Research into resilience has a short but rather intensive history, ranging from investigations into the way people recover from extreme trauma to how children from deprived backgrounds overcome their problems and flourish despite adversity.
One such series of studies, conducted in the 1970’s by Lawrence Hinkle, investigated the susceptibility of individuals to coronary heart disease. Hinkle found that there were a small number of individuals who could live through major changes in relationships, deprivations and dislocations and display little if any overt evidence of illness. The resilience they displayed was associated with two factors:
1. They had no history of pre-existing susceptibilities
2. They displayed certain personality characteristics that ‘insulated’ them from detrimental life experiences
The healthiest members of the samples displayed little psychological reaction to events and situations which caused profound negative reactions in other members of the group. Life events such as the loss of a spouse produced no profound lasting reaction.
More importantly, many:
Displayed a distinct awareness of their own limitations and their psychological needs
Avoided situations that would make demands on them if they felt that they could not, or did not want to meet, these demands
For example, they might refuse a promotion because they didn’t want the extra responsibility and because money and prestige were of little importance to them.
Hinkle described many of the these individuals as having…
an almost sociopathic flavour… typical of so-called ‘invulnerables’… displaying characteristics of some kind of narcissistic disorder.
E. James Anthony calls this type of behaviour as the ‘Meursault Phenomenon’ after the protagonist of Albert Camus’ novel ‘The Outsider’. Meursault is a passive and detached observer of life who displays a flat level of affect even in response to the death of his mother; relationships mean nothing to him, nothing is either better or worse than anything else and his strategic selfishness is based on his convenience and the comfort of his ‘self’ (what psychologists of the psychodynamic persuasion would call ‘rational egoism’).
Meursault sustains his resilience by not engaging himself in the wider world and appears, according to Anthony, to be employing a strategy of defensive distancing that insulates him from all the ‘disturbing psychosocial impingements’ that exist in the environment, resulting in a kind of ‘psychoimmunization’.

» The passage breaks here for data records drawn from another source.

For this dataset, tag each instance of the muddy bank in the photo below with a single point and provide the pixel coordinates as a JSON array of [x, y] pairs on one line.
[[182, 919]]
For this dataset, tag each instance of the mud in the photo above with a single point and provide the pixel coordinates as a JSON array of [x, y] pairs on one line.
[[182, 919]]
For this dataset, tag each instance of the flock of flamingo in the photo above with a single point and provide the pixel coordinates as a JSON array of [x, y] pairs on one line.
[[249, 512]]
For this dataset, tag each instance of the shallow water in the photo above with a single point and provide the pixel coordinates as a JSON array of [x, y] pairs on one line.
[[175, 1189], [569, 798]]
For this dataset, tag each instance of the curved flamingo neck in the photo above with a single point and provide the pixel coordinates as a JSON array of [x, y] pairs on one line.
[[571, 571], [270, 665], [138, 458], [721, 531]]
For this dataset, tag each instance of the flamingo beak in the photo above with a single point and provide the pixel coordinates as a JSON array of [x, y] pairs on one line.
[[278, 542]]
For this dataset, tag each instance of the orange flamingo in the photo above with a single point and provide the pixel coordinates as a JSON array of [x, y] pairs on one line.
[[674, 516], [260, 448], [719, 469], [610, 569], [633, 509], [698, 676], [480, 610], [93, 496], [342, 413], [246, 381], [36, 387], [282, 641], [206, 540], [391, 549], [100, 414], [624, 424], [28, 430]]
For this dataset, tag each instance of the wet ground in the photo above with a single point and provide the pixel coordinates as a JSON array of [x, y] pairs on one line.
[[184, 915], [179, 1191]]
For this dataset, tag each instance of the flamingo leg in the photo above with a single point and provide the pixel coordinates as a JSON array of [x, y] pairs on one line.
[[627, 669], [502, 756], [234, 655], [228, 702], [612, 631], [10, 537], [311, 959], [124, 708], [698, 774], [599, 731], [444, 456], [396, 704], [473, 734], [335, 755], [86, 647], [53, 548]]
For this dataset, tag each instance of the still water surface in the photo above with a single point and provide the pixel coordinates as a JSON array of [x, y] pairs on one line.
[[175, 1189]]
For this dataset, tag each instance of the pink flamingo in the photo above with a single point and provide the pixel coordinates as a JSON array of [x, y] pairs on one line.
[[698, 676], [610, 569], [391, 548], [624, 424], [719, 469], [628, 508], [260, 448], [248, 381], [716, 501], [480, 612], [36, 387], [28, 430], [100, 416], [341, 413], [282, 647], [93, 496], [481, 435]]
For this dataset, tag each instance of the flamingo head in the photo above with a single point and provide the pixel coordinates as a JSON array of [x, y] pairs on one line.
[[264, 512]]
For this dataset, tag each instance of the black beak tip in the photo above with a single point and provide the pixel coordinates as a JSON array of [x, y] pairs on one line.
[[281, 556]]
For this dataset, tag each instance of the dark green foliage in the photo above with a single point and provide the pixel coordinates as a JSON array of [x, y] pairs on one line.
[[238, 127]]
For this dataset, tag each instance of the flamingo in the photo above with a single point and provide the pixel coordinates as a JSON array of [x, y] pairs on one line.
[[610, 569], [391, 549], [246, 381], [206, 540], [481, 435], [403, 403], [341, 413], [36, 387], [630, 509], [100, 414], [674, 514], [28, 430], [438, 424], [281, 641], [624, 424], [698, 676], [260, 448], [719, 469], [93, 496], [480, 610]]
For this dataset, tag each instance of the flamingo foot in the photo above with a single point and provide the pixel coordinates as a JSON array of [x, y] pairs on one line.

From where such characteristics might arise is unclear but there is certainly a biological component. For example, highly resilient members of the US Special Forces have been found to have unusually high levels of a chemical known as neuropeptide Y that appears to protect them against PTSD and bestows higher levels of psychological resilience. However, like many studies of this kind, the direction of causality is more difficult to establish.
Increasing resilience in individuals is certainly a positive move, but resilience in the absence of human values and a strong moral compass could do more harm than good. Furthermore, the jury is still out on the whether or not resilience can be taught or if it arises through life experience or exists innately at a biological level. Ultimately, resilience exists in all of us and this is why we survive. Tinkering with the unknown on such a large scale and involving so many potentially vulnerable young people in often highly unregulated pseudo-scientific experiments could prove damaging at worse and pointless at best.